READ ON TO DISCOVER:
- Why we can feel older, or younger, than we really are
- Why loneliness is the ultimate “silent killer”
- Why we get happier, and more no-nonsense, as we get older
Christina Pierpaoli Parker is a fourth-year graduate student in the Clinical Geropsychology doctoral program at the University of Alabama, where she researches chronic illness, psychological health, and perceived usefulness in older adults. She also writes Eng(aging): A Millennnial’s thoughts on age and aging for Psychology Today. University of Pennsylvania psychologist Scott Barry Kaufman recently hosted her on The Psychology Podcast to discuss why getting older can be a wonderful thing, and how we can help our older friends and family get the most out of their golden years.
Scott: It seems like you don’t really have a fear of aging. Is that right?
Christina: I have a curiosity about it, but I think to deny the anxiety around aging is dishonest. It’s inevitable, and it does require contemplation. I argue that the earlier and more often you think about your aging and your own mortality, the more gracefully you will live your life.
I think young adults have the permission to “develop” and “mature,” and for some reason, older adults have to “age.” That language is very interesting.
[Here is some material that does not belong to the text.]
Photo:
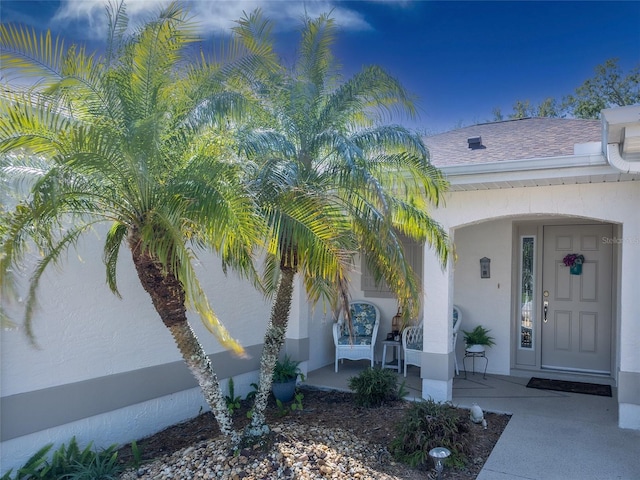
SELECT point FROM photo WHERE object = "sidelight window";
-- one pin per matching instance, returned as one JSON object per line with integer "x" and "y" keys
{"x": 527, "y": 282}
When we say that people are aging, we’re confining them to this sort of cul-de-sac where they cannot emerge towards new and exciting potentials. And yet, younger people can develop and mature, which suggests that there’s room for growth and expansion. I think that is a subtle linguistic way through which we propagate our fear of aging.
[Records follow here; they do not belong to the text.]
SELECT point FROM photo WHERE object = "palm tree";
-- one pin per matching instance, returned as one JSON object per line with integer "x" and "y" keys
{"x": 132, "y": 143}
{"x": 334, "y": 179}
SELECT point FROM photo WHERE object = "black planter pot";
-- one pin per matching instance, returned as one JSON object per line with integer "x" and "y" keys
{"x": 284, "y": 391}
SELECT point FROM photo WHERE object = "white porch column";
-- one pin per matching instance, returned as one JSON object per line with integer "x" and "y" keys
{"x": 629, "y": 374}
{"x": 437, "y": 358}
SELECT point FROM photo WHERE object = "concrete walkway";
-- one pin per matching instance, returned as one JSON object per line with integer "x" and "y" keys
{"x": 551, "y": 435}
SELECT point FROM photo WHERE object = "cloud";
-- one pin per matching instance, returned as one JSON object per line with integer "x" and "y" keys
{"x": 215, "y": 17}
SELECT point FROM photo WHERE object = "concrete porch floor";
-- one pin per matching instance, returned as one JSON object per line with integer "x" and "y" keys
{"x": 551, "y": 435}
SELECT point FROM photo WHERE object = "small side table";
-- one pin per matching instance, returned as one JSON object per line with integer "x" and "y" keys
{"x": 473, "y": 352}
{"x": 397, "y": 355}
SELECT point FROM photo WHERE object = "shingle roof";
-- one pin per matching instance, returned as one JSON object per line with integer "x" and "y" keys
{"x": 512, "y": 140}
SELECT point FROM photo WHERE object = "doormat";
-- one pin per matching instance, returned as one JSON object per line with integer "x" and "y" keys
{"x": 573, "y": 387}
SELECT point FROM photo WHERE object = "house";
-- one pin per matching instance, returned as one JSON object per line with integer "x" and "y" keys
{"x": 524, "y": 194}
I am not afraid of aging because I think about it, and because I am exposed to older adults all of the time. Through mere exposure, we are able to deconstruct our anxieties and stereotypes about out-groups.
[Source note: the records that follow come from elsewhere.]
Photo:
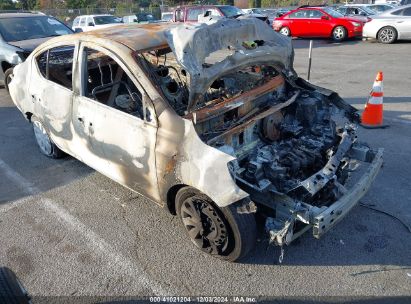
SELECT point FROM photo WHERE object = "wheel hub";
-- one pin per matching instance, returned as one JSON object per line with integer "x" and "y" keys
{"x": 204, "y": 225}
{"x": 42, "y": 138}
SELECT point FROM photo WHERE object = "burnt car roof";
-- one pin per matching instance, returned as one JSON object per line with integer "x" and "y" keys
{"x": 21, "y": 15}
{"x": 136, "y": 37}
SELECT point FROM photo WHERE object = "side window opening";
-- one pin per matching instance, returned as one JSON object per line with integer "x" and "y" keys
{"x": 42, "y": 63}
{"x": 56, "y": 65}
{"x": 106, "y": 82}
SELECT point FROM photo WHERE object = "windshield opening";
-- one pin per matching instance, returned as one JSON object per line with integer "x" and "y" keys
{"x": 231, "y": 11}
{"x": 99, "y": 20}
{"x": 25, "y": 28}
Scott: Yeah, that’s a fundamental lesson of life. The more you expose yourself to people that you fear or that seem different from you, the more you realize they’re really not as different as you think.
You know, I work in the field of positive psychology. You can almost see a field called “positive geropsychology.”
Christina: Yeah. Laura Carstensen is an esteemed geropsychologist at Stanford University. She is actually credited with conceptualizing the idea of socioemotional selectivity, which is the idea that as time horizons decrease among older adults, they are more likely to cognitively bias positive experiences and stimuli. They realize that time is a scarce resource, so how are they going to spend it? Worrying? Seeking out the approval of their peers? No, they’re going to spend their time fostering relationships, exploring new things, creating meaning. What we see is that among older people, their social networks begin to get smaller because they become more discriminating in the relationships they maintain. If the relationship is negative or draining, they prune it out.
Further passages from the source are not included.